There are 55 residential, office and hospitality projects either planned or under construction in LIC, of which 28 have a retail component totaling 270,000 square feet, according to the Long Island City Partnership. The remaining 27 developments have yet to announce whether or not they will offer shopping.
A new rendering from the business improvement district and provided to Commercial Observer highlights 11 new buildings either breaking ground or already under construction between two key commercial areas, Court Square and Queens Plaza. Those are being developed by the likes of Tishman Speyer, Rockrose Development Corp. and Brause Realty, and show what the neighborhood will look like in the next five years.
Although the area has been moving, there has been a dearth of service retail—pharmacies, supermarkets and clothing stores—to meet the demands of the growing commercial and residential populations.
“We haven’t gotten that service retail filled in yet,” Elizabeth Lusskin, the president of the LIC Partnership, told CO. “People want to buy clothes, they want to do their houseware shopping.”
Ms. Lusskin noted that all the towers have already gotten the proper city approvals and are guaranteed to get built.
“These are all things that we know are actually being constructed,” she said. “You just have to walk around and pinch yourself because it’s going to look so different in the not-so-distant future.”

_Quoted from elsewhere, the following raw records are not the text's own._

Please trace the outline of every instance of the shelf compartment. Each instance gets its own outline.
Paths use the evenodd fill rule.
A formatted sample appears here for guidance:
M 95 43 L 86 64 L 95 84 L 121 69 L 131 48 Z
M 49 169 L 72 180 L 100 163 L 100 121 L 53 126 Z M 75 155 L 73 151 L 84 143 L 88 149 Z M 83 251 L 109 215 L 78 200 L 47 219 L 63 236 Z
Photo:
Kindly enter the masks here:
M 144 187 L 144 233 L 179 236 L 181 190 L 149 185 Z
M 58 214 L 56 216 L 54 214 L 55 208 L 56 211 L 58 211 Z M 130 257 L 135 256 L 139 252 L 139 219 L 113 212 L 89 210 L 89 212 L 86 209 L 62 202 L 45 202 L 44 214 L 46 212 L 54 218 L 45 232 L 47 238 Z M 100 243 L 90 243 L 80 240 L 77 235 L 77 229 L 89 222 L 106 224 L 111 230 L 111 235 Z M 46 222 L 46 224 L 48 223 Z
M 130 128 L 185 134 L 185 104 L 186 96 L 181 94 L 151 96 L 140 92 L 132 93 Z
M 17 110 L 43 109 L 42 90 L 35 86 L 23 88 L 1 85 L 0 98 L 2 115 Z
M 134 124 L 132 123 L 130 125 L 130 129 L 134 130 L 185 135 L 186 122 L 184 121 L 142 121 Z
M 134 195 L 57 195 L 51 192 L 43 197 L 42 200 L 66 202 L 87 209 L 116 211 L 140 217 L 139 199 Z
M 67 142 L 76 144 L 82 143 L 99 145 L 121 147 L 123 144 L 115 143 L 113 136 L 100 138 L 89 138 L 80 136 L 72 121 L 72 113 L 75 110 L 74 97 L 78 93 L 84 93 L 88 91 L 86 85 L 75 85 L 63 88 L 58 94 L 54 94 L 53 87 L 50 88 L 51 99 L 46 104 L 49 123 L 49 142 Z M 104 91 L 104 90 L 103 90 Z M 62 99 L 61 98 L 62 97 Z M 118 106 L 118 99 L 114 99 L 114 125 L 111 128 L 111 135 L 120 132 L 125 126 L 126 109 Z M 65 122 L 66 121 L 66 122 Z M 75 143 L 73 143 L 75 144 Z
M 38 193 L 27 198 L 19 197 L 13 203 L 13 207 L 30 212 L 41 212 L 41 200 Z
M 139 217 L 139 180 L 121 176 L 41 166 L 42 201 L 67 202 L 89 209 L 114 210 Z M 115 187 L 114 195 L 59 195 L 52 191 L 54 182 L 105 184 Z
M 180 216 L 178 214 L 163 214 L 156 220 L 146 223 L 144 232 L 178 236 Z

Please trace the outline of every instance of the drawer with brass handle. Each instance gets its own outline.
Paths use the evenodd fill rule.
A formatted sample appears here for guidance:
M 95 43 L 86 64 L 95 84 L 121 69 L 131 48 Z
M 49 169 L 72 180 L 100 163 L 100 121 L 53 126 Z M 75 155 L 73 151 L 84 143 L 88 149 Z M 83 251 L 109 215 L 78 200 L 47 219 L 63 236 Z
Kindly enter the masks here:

But national retailers have yet to plant a flag beyond the areas around subway stations in central business pockets in LIC such as at Court Square (home of Citibank and CUNY Law School), Queens Plaza (where JetBlue move in 2012) and Jackson Avenue (where Vornado Realty Trust (VNO) purchased a building last year). Aside from a Duane Reade on the waterfront at 4702 Fifth Street between 47th Road and 47th Avenue, the area doesn’t have many stores—let alone a CVS/pharmacy or a Rite Aid.
“Those kinds of uses require a lot of space,” Ms. Lusskin said. “And to come into an area that’s still being built out requires that vision. The purpose of doing this rendering was to help people see that the opportunities being presented are not mirages.”

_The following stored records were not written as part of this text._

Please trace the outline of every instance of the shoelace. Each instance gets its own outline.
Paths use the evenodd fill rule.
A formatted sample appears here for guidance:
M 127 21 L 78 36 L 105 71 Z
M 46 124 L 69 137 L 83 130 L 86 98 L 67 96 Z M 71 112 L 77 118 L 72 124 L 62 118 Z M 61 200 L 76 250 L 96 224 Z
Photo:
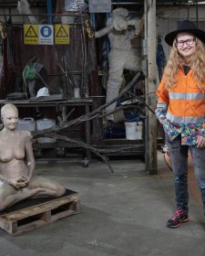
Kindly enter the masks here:
M 180 217 L 181 211 L 182 211 L 182 209 L 180 209 L 180 208 L 178 209 L 178 210 L 175 212 L 175 214 L 171 217 L 171 219 L 175 219 Z

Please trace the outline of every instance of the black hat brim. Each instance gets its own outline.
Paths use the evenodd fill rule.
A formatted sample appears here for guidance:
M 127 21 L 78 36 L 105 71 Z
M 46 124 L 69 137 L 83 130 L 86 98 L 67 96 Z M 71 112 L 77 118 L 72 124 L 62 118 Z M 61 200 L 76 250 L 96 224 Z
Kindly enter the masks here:
M 203 30 L 200 30 L 200 29 L 180 29 L 180 30 L 173 31 L 171 33 L 169 33 L 165 37 L 165 42 L 169 46 L 172 47 L 173 46 L 173 41 L 174 41 L 175 37 L 177 37 L 177 35 L 179 33 L 182 33 L 182 32 L 189 32 L 189 33 L 193 34 L 196 37 L 200 39 L 205 44 L 205 32 Z

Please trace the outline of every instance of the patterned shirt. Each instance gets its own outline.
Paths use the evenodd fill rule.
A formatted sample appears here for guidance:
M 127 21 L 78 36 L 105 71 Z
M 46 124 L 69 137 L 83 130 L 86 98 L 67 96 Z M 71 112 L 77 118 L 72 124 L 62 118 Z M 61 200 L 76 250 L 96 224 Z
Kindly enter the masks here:
M 183 65 L 184 74 L 190 71 L 190 67 Z M 173 141 L 179 134 L 181 135 L 181 144 L 197 144 L 199 135 L 205 137 L 205 121 L 203 123 L 173 123 L 167 118 L 167 108 L 157 108 L 156 116 L 161 123 L 169 141 Z
M 197 144 L 198 135 L 205 137 L 205 125 L 203 123 L 173 123 L 166 118 L 167 111 L 158 108 L 156 115 L 163 124 L 164 132 L 169 141 L 173 141 L 179 134 L 181 134 L 181 144 Z

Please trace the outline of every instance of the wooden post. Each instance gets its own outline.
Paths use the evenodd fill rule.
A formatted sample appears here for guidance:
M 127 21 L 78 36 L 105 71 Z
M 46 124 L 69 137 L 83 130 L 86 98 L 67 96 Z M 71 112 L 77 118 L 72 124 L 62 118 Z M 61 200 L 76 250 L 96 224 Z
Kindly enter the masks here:
M 145 1 L 145 45 L 147 46 L 146 101 L 156 109 L 157 64 L 156 64 L 156 0 Z M 145 123 L 145 162 L 146 171 L 158 174 L 157 159 L 157 119 L 147 109 Z

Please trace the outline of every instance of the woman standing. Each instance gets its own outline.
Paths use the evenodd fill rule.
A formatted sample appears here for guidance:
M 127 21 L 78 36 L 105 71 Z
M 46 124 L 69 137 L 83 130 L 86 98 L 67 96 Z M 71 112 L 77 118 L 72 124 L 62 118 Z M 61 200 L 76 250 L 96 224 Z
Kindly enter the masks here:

She added that once the construction fences come down, retail should start to branch beyond the subway hubs and into the streets where people will start living. After all, the partnership estimates there are 24,500 residential units in the pipeline for LIC across 55 projects. That should have an additional 75,000 people walking the streets in LIC once most of these developments are done in the coming years.
Retailers have been and will be cautious about planting a flag until that dense street traffic arrives, said Patrick Breslin, a retail broker with Colliers (CIGI) International. LIC has made headways in becoming a live-work-play area, he added, but stores still have yet to see it as a profitable market. With all the residential coming online in the next few years that should all change and more national brands such as Walgreens will start coming into LIC.
“It’s going to be a whole new submarket,” Mr. Breslin said. “It won’t be as strong as Downtown Brooklyn or other places, but it should be able to hold its own.”